Prinsep and Banerjee, JJ.

1. In this case the plaintiff, as shebait of a certain Hindu endowment, sues to set aside certain leases and alienations created by a person who, he says, has relinquished and abandoned the right of shebait, and consequently he asks to obtain khas possession of the land occupied by the defendants under such title.

2. The defendants put the plaintiff to the proof of his title as shebait, and on failure of such proof the suit has been dismissed,

3. It has been admitted that the plaintiff has held possession as shebait, and managed the properties connected with the endowment for more than ten years, on the nomination of the Hindu residents of the locality. It has not been shown that there is any local custom or authority for such appointment, and we may dismiss the suggestion that the appointment was made by the Collector, for it does not appear that anything further was done than that the appointment made was notified for the information of the Collector. It has been contended before us in second appeal, as it was contended in the lower Courts, that inasmuch as a suit to oust the plaintiff from his office as shebait of this endowment is now barred by limitation, it was not competent to the defendants to call upon the plaintiff to prove the validity of his title.

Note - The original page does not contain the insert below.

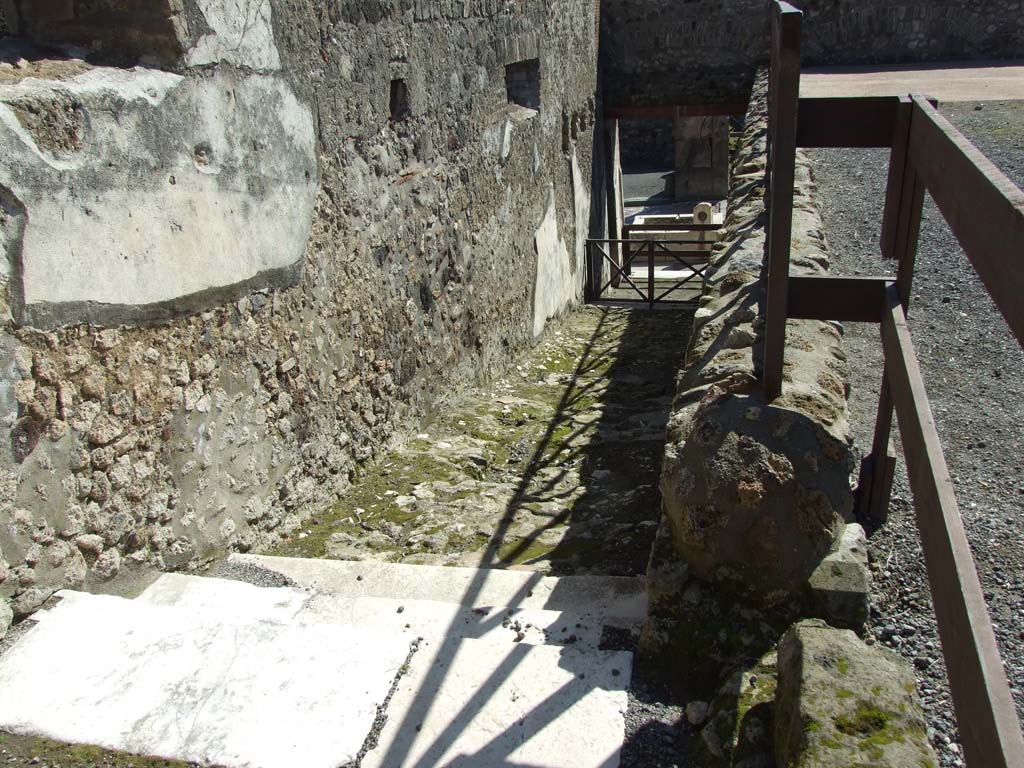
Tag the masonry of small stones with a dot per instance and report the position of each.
(193, 381)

4. We can find no direct authority for limitation in such a suit as this. The suit is for possession of an office, the appointment to which is made by nomination. The Law of Limitation, Schedule II, Article 124, provides for a suit for possession of an hereditary office, and, if the appointment to the office of shebait in the present case had been by succession through inheritance, a suit for possession of such office would be covered by that article. Any suit to oust such a person as the plaintiff from his office as shebait would not necessarily be a suit for possession of immoveable property, or an interest in immoveable property, because, by the nature of the endowment, the title rests with the idol, and the plaintiff would occupy at most the position of trustee or shebait for the purpose of performing the duties and managing the affairs of the endowment. We have, therefore, after much consideration, come to the conclusion that the suit should be regulated by Article 120, Schedule II of the Limitation Act, that is to say, that a suit to oust the plaintiff from his office would be a suit for which no period of limitation is specially provided. If, therefore, no suit could be brought to oust the plaintiff by reason of his having held the office for a period of ten years, that is, a period exceeding that provided by the law of limitation, he would acquire a complete title for the purposes of any litigation, or anything connected with the affairs of the endowment. We think, therefore, that the suit has not been properly dismissed by the lower Courts, and we accordingly direct it to be tried on the merits, that is to say, whether the leases and alienations which the plaintiff seeks to set aside are void as against the endowment. The case will be remanded to the lower Appellate Court and the costs will abide the result.